In addition to teaching me how to operate a chainsaw and a sewing machine, my mother also taught me how to use an early Apple Macintosh computer. Around the mid-1980s she started bringing home her classroom unit for the summer, and eventually we had one permanently stationed in the living or dining room.
Today my mother has a Macbook, an iPhone and an iPad. While that’s perhaps a bit much for her needs (mostly emailing and surfing), they afford her independence and security. She may not know how use every app on her phone, or even what half of the functions are for, but it serves as a tool for everyday use, rather than just a $600 SMS device. If she needs to access or locate important information, she can.
The truth, however, is that most people her age are:
A) not nearly as comfortable with such devices
B) lack a basic understanding of them or
C) do not have access to them
My mother in law, for example, has never used the internet. She does not own a computer. Her telephone is a simplistic, large-button model that does nothing that a mobile phone could not do fifteen years ago. If she wants to investigate a health or medical issue, she has to rely on someone else—which involves travel, long queues, and service from harried and understaffed health care centers—rather than being able to do her own research or analyze her own medical records.
At MedEngine we believe the future of health care will be digitized. Condensing information, converting it to useful and integrable data, and designing more useful user interfaces would certainly enable people to be more in control of their health care experience. It will lower costs, take less time, and increase accessibility.
So how do we bridge the gap between my mother and my mother in law? How do we get enable elderly and/or inexperienced users so that they can comfortably access their health records on modern handheld device?
1. Give the devices texture
Most smart phones and tablets are thin, slick to the touch, and largely non-intuitive for those who grew up with knobs, handled, buttons and levers. And for a lot of elderly people with arthritic joints or deteriorating coordination skills (or even for younger people like myself who have damaged their joints through athletics), handling such a device can be difficult.
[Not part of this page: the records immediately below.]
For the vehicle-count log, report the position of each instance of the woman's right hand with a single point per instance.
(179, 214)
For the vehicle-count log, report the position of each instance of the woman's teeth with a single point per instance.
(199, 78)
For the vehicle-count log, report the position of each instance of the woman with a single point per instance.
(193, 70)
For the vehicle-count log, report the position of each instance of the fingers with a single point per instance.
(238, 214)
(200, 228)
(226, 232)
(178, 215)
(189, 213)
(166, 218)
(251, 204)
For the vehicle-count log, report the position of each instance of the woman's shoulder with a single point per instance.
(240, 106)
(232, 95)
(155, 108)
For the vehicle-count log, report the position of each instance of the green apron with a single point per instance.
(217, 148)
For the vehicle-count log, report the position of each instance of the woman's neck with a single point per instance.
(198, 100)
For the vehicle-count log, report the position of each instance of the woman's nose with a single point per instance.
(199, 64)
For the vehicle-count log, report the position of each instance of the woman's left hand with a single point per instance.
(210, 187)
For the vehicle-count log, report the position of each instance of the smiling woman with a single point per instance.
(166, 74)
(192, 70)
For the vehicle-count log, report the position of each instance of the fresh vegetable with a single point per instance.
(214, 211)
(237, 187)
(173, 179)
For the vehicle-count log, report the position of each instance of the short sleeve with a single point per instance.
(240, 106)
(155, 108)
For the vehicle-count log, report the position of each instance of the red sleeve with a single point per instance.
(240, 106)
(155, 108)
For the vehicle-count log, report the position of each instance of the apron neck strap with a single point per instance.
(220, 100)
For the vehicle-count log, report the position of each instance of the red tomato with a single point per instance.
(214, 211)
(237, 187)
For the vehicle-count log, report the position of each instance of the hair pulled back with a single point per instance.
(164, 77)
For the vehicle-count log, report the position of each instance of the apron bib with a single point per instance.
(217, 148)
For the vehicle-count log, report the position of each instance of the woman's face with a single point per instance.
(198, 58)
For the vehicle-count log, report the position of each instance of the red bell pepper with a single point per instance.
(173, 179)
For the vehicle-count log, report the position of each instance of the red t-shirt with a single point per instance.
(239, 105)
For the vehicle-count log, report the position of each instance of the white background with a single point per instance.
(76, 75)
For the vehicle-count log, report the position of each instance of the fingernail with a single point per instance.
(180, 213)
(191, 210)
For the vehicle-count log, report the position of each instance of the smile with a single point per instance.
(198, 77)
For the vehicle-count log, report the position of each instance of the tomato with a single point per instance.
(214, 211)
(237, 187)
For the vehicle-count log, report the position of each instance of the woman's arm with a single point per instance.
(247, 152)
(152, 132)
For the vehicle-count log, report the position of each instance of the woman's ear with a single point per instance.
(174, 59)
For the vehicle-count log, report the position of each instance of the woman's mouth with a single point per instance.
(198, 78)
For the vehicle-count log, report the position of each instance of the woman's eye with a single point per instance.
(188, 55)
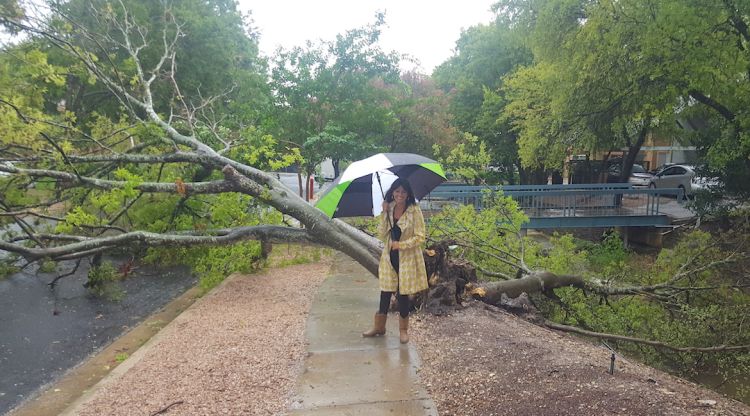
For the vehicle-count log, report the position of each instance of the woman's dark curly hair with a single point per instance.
(410, 200)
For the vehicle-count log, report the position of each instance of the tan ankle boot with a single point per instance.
(378, 327)
(403, 328)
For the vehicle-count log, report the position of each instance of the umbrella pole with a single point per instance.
(387, 216)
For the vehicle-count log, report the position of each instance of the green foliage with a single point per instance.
(7, 268)
(262, 151)
(489, 238)
(47, 266)
(213, 264)
(708, 317)
(474, 78)
(340, 90)
(467, 161)
(561, 256)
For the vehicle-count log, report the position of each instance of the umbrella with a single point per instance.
(359, 190)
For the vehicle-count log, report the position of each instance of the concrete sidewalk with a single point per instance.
(346, 374)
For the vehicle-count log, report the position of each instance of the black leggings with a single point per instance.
(385, 302)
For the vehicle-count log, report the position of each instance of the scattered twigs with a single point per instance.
(166, 409)
(601, 335)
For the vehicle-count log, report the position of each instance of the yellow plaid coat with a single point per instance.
(413, 275)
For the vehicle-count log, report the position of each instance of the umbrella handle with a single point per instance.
(387, 216)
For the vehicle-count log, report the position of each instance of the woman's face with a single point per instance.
(400, 195)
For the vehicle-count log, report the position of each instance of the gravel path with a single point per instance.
(483, 361)
(236, 351)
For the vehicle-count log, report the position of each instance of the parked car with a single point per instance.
(674, 176)
(638, 175)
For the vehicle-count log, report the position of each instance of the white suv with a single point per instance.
(674, 176)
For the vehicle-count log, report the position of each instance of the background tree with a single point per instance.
(423, 117)
(473, 79)
(348, 83)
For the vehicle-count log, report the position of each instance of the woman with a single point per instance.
(402, 270)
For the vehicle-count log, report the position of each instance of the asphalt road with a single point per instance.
(45, 332)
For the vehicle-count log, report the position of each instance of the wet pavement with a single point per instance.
(346, 374)
(45, 332)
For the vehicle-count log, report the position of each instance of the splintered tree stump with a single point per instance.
(447, 279)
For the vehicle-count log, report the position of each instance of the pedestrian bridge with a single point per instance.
(574, 206)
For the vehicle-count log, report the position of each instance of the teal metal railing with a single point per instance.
(553, 206)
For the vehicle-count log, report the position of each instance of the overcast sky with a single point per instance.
(425, 29)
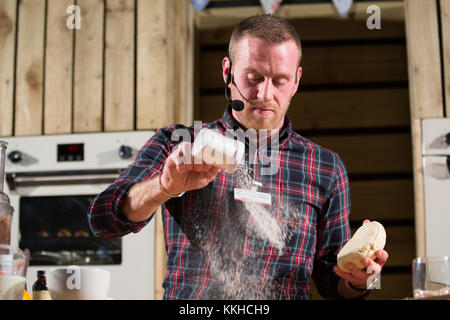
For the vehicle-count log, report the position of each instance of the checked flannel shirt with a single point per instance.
(212, 249)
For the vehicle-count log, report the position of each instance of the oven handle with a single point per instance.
(448, 164)
(11, 176)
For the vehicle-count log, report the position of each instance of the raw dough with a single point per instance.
(369, 238)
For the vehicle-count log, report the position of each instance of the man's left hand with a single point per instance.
(358, 277)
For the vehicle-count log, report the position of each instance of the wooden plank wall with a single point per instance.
(113, 74)
(129, 67)
(353, 99)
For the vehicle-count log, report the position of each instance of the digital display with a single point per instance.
(70, 152)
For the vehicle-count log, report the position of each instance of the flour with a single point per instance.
(237, 256)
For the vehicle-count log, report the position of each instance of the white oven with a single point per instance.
(436, 170)
(51, 181)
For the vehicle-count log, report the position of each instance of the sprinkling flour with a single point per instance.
(255, 228)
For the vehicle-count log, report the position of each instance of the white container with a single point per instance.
(78, 283)
(218, 150)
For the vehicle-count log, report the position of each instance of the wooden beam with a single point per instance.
(226, 17)
(370, 153)
(184, 63)
(155, 63)
(8, 10)
(88, 68)
(445, 29)
(371, 63)
(424, 71)
(119, 65)
(332, 109)
(58, 69)
(30, 68)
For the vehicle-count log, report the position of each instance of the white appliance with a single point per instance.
(50, 181)
(436, 169)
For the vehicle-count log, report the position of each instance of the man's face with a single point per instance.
(265, 77)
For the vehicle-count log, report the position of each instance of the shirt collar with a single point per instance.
(230, 122)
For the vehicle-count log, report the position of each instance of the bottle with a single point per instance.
(40, 290)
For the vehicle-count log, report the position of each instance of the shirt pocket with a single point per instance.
(298, 223)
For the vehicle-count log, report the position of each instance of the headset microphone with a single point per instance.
(237, 105)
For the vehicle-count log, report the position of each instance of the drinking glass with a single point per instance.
(431, 277)
(13, 268)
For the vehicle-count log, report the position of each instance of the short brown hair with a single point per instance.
(267, 27)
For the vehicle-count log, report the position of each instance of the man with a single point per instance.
(212, 247)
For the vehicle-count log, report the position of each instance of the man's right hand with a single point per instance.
(181, 174)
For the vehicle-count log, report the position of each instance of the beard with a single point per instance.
(261, 115)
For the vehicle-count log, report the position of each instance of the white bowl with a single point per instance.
(78, 283)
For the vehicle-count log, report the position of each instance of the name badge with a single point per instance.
(252, 196)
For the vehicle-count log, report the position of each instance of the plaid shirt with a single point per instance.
(209, 238)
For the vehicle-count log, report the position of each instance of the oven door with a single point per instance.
(50, 219)
(437, 205)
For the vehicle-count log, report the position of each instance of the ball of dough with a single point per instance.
(369, 238)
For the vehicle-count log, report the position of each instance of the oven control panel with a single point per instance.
(92, 151)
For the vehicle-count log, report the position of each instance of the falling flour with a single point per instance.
(241, 276)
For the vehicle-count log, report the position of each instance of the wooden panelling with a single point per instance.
(367, 108)
(119, 65)
(155, 70)
(320, 30)
(445, 30)
(324, 64)
(30, 68)
(58, 69)
(184, 64)
(225, 17)
(425, 90)
(88, 68)
(382, 200)
(371, 153)
(424, 64)
(7, 52)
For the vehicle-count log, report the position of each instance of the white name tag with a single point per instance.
(252, 196)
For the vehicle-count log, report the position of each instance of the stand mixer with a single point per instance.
(13, 261)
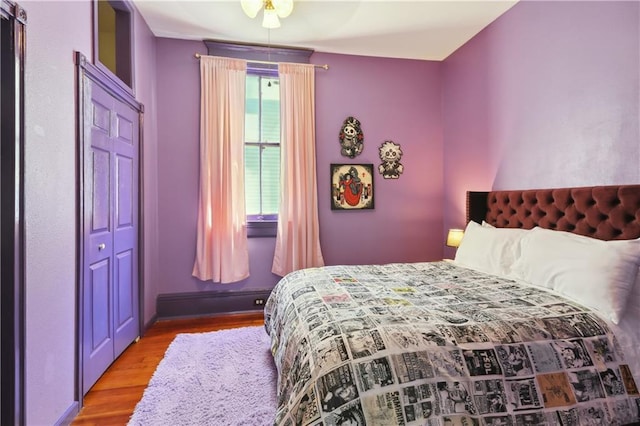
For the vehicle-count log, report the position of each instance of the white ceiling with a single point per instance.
(418, 29)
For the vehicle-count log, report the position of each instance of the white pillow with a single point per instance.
(489, 249)
(599, 274)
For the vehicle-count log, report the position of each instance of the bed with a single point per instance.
(535, 322)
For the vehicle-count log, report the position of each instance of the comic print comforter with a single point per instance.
(438, 344)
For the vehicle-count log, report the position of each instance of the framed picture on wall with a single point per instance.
(351, 186)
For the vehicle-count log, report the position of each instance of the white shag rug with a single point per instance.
(223, 377)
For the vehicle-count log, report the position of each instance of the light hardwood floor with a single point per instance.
(112, 399)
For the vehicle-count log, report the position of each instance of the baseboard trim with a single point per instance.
(69, 415)
(209, 303)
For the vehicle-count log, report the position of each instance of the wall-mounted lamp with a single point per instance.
(273, 9)
(454, 236)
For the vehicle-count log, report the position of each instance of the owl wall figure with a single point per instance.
(390, 154)
(351, 138)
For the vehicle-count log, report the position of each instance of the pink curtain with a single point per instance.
(221, 251)
(298, 238)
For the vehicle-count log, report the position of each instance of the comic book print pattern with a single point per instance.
(438, 344)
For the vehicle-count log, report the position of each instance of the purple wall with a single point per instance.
(54, 31)
(394, 99)
(144, 49)
(397, 100)
(546, 96)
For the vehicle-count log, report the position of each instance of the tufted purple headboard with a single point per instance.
(603, 212)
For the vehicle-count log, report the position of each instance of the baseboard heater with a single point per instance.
(210, 303)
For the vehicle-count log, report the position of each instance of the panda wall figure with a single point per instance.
(390, 154)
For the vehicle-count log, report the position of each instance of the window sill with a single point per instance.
(262, 228)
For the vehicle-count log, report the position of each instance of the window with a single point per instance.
(262, 151)
(113, 40)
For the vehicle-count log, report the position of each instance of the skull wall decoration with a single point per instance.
(351, 138)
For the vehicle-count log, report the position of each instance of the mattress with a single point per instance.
(437, 343)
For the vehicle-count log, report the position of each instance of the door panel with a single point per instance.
(125, 149)
(111, 288)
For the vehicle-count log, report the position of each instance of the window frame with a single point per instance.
(261, 225)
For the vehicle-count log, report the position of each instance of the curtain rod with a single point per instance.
(325, 66)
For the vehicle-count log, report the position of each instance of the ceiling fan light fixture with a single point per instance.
(251, 7)
(283, 7)
(270, 18)
(273, 9)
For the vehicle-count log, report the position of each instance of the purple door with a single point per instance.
(110, 293)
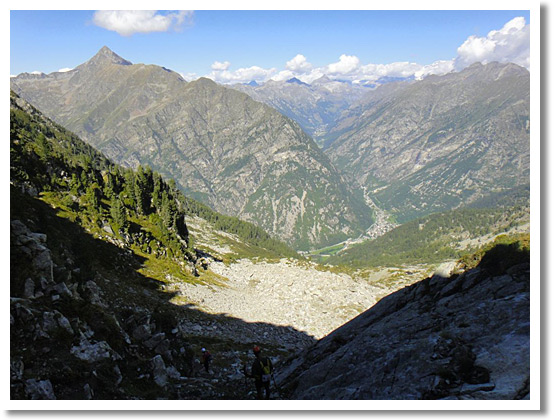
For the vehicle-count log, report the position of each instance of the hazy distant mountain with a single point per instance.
(240, 156)
(315, 106)
(439, 143)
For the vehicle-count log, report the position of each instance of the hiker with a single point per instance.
(206, 358)
(261, 371)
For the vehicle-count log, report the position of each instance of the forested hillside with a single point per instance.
(136, 206)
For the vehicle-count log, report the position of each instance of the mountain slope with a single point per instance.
(439, 143)
(95, 253)
(237, 155)
(461, 338)
(315, 107)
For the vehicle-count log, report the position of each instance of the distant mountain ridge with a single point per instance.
(240, 156)
(315, 106)
(439, 143)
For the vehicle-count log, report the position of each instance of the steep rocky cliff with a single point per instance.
(439, 143)
(463, 337)
(238, 155)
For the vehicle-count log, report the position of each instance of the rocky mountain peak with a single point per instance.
(106, 56)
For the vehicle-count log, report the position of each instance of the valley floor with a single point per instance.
(295, 294)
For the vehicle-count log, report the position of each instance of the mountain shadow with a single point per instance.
(463, 337)
(85, 323)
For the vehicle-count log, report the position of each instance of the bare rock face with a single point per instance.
(238, 155)
(464, 337)
(438, 143)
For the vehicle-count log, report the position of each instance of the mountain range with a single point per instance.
(408, 148)
(239, 156)
(418, 147)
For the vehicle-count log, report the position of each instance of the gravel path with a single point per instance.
(286, 293)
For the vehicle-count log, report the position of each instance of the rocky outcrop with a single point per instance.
(77, 335)
(464, 337)
(438, 143)
(240, 156)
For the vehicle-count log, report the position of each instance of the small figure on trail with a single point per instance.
(206, 359)
(261, 371)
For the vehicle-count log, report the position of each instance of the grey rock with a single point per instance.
(29, 288)
(154, 341)
(468, 343)
(39, 389)
(159, 371)
(92, 352)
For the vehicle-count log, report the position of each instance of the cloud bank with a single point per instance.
(508, 44)
(129, 22)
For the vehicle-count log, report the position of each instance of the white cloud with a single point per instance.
(437, 67)
(242, 75)
(189, 76)
(220, 66)
(509, 44)
(345, 64)
(129, 22)
(299, 64)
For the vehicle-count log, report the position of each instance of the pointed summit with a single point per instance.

Aftermarket supports and handles would help said people manage their devices by providing texture and grip, intuitive hand placement, leverage, and also protection against drops, bumps and transport. It would be simple, affordable, and make the devices more like the tools they are used too.
2. Have kids teach their grandparents
Kids, who often seem disinterested in all things grandparent-related, thrive when it comes to electronics. They understand that modern mobile devices are less like books—browsed one page at a time—and more like a set of binoculars connected to a set of encyclopedias. Albeit, a living, evolving encyclopedia.
Pairing kids with their grandparents will help them connect, and kids’ enthusiasm and fearlessness will inspire older users to use their devices to their full potential.
3. Have health care centers offer mandatory training sessions
Pensioners have time, while health care centers are understaffed and overworked. Therefore, regularly scheduled and mandatory (say, twice per year) classes for users of mobile devices would teach pensioners how to do simple tasks such as access correspondence from doctors and health centers, review their records, provide feedback, and do further research. This will save time for both doctors, staff and patients alike, rather than having patients’ inquiries dealt with on a case-by-case basis. As well, bringing pensioners together for such sessions will help show that they’re not alone in their apprehension.
4. Branch out
Better yet, unite health care centers with libraries to combine resources and employ expert teachers. Libraries are in constant flux nowadays, seeking footing in an increasingly paperless world, and are always looking for innovative methods of information sharing and education. Pensioners without computers tend to frequent libraries quite often, and are the perfect target audience.
Local branches can provide resources and support beyond these educational sessions, and can even create a mobile device loan program for those who do not want or cannot afford a device. Long-term loans of one or two months would be best.
5. Integrate real-time tutorials with health care apps
Even though I’ve been using a computer for over three decades, I’m often still at a loss when I encounter some strange new portal that is devoid of instructions or an intuitive user interface. So imagine what it must be like for first-time users when they encounter even a most basic checkbox form or questionnaire. They probably need to make another doctor’s appointment after such stress and confusion!
Health care apps need to have explicit yet minimalistic instructions (due to space constraints) that pop up or appear on the margins in real time, such as Push this button to answer ‘yes’; Touch this box to choose a date; Write a message to your doctor here, then press ‘send.’ It may seem pandering, but it’s a risk worth taking for the sake of the health, safety and well-being of our parents.
These are all simple methods that would require only a bit of faith and experimentation. Yet, despite the pace at which information is conveyed, changes and developments in institutions are slower than ever. If they don’t adapt quickly, governments will be spending even more time and money catching up than if they had invested resources in the first place. We can’t wait for that moment. Instead, entrepreneurs, businesses, and free-thinkers will have to lead the way.